Author reflection: I used to insist on “one architecture for all products.” The data screams “match topology to task.” We now keep a living sheet: every new customer scenario gets a 15-minute complexity score → architecture → budget. Simpler code, happier customers.
7 Action Checklist / Implementation Steps
-
Run single-agent baseline → record PSA and tool count T. -
If PSA > 0.45 or T > 12 → default Single, skip to 7. -
Score task decomposability (0–1): can sub-outputs be merged without order? -
Estimate Ec and O% from small 3-agent dry run (100 traces enough). -
Plug into predictor; positive Δ → proceed, negative → stay Single. -
Choose architecture: -
High decomposability → Centralized -
Dynamic env → Decentralized -
Budget luxury + need creativity → Hybrid (accept 6× tokens)
-
-
Cap team at 4 agents; beyond this, latency grows super-linearly. -
Monitor production: Ec < 0.1 or error amplification Ae > 10 → rollback.
One-page Overview
Adding agents only helps when three stars align: task can be split, tool count is modest, and single-agent accuracy is below ~45 %. A data-driven formula predicts the delta before deployment; 180 experiments show gains from +81 % to −70 % depending on task structure, not model brand. Centralized topology wins for parallel analytics, Decentralized for dynamic search, Hybrid only if budget is elastic. Keep teams ≤ 4 and always measure coordination overhead—token tax scales super-linearly with agent count.
FAQ
Q1: What is the most important single variable to check?

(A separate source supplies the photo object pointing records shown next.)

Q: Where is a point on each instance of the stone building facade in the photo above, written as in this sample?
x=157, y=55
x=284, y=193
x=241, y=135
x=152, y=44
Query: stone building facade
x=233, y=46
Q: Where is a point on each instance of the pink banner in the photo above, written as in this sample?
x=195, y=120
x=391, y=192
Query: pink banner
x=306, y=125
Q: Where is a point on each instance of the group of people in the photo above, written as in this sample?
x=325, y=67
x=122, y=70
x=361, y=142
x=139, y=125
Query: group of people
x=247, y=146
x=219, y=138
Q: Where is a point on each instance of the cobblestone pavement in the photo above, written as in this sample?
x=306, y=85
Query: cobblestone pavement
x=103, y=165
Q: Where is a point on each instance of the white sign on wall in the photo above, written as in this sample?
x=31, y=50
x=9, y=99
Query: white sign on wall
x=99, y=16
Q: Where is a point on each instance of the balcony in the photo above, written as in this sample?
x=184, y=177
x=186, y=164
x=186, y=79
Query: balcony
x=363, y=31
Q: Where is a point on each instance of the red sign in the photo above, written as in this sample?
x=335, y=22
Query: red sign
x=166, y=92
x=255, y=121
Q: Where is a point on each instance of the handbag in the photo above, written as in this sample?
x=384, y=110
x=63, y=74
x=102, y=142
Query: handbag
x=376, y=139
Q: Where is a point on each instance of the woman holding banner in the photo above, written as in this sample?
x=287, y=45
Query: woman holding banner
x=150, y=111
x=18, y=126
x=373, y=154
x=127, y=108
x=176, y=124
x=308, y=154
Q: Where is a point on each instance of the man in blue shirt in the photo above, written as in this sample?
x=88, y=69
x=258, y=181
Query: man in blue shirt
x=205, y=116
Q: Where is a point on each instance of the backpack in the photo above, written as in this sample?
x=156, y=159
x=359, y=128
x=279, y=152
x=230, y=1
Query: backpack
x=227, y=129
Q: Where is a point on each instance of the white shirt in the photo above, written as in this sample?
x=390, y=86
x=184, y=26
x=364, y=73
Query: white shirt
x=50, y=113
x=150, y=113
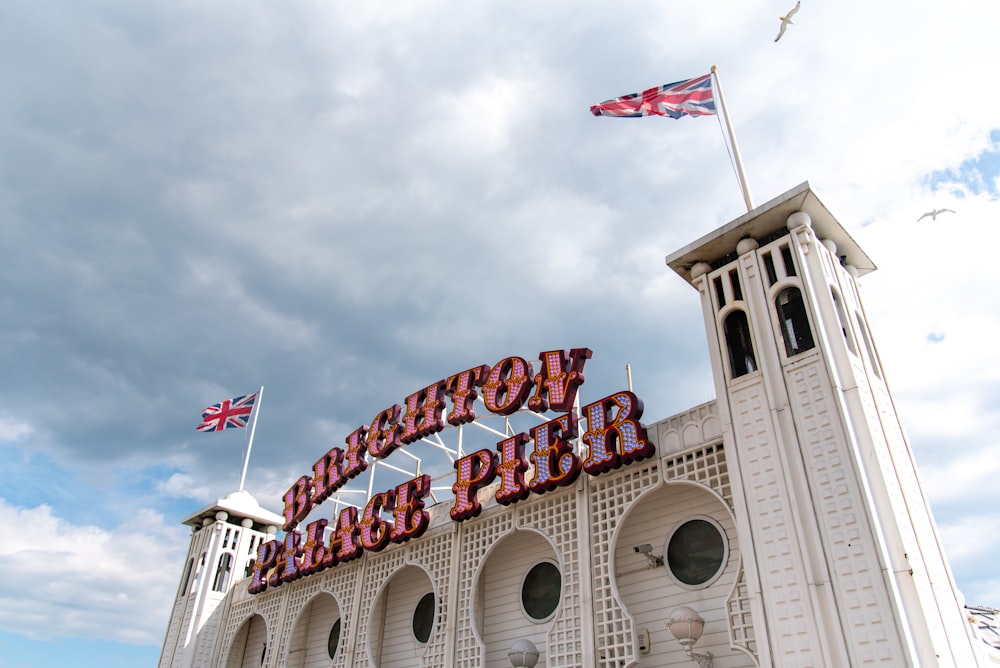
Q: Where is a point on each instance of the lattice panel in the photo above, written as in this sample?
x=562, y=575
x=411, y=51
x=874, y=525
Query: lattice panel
x=849, y=543
x=556, y=518
x=610, y=496
x=342, y=582
x=477, y=537
x=741, y=634
x=706, y=466
x=434, y=554
x=297, y=598
x=379, y=568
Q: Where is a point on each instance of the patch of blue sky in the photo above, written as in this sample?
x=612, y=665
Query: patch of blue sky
x=30, y=479
x=976, y=176
x=19, y=652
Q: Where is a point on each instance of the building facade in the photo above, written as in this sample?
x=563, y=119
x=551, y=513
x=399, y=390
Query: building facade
x=782, y=524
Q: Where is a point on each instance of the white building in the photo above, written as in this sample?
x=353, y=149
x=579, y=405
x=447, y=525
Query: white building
x=783, y=523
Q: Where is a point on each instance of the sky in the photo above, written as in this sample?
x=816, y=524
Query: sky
x=343, y=202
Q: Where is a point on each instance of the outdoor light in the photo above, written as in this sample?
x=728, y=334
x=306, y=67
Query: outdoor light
x=647, y=550
x=523, y=654
x=686, y=625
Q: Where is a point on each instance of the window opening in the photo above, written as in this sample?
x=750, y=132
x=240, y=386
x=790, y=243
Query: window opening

A: Tool count T interacting with efficiency Ec—this term dwarfs others by 57 %.
Q2: Can I stretch beyond 4 agents if latency is not an issue?
A: Token budget inflates as n^1.72; even with infinite money, per-agent reasoning depth becomes paper-thin.
Q3: Why does Independent always lose?
A: No error correction—mistakes multiply 17×; useful only for ultra-cheap ensembles where 30 % error is acceptable.
Q4: Does model family matter more than architecture?
A: No—architecture-task fit explains 3× more variance, but within the same task, picking the wrong family can swing 30 %.
Q5: Is the formula open source?
A: All coefficients and normalization stats are in the paper; no proprietary data needed to re-implement.
Q6: How do I measure Ec quickly?
A: Run 50 trials, record success and total turns; Ec = success / (turns / SAS_baseline_turns).
Q7: Will this hold for multimodal or robotics tasks?
A: Paper stays in text+tool domain; if your embodied task has similar sequential dependency and tool tax, the same trade-off logic applies but coefficients need re-fitting.